“I’ve been working on this now for about 25 years, and I feel that … the time is right and it’s really starting to be used now,” says Peter Foltz, a research professor at the University of Colorado, Boulder. He’s also vice president for research for Pearson, the company whose automated scoring program graded some 34 million student essays on state and national high-stakes tests last year. “There will always be people who don’t trust it … but we’re seeing a lot more breakthroughs in areas like content understanding, and AI is now able to do things which they couldn’t do really well before.”
Foltz says computers “learn” what’s considered good writing by analyzing essays graded by humans. Then, the automated programs score essays themselves by scanning for those same features.
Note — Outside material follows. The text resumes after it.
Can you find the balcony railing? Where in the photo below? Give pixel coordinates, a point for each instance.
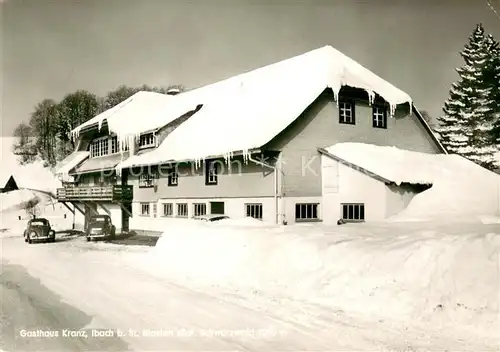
(110, 193)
“We have artificial intelligence techniques which can judge anywhere from 50 to 100 features,” Foltz says. That includes not only basics like spelling and grammar, but also whether a student is on topic, the coherence or the flow of an argument, and the complexity of word choice and sentence structure. “We’ve done a number of studies to show that the scoring can be highly accurate,” he says.
To demonstrate, he takes a not-so-stellar sample essay, rife with spelling mistakes and sentence fragments, and runs it by the robo-grader, which instantly spits back a not-so-stellar score.
“It gives an overall score of two out of four,” Foltz explains. The computer also breaks it down in several categories of sub-scores showing, for example, a one on spelling and grammar, and a two on task and focus.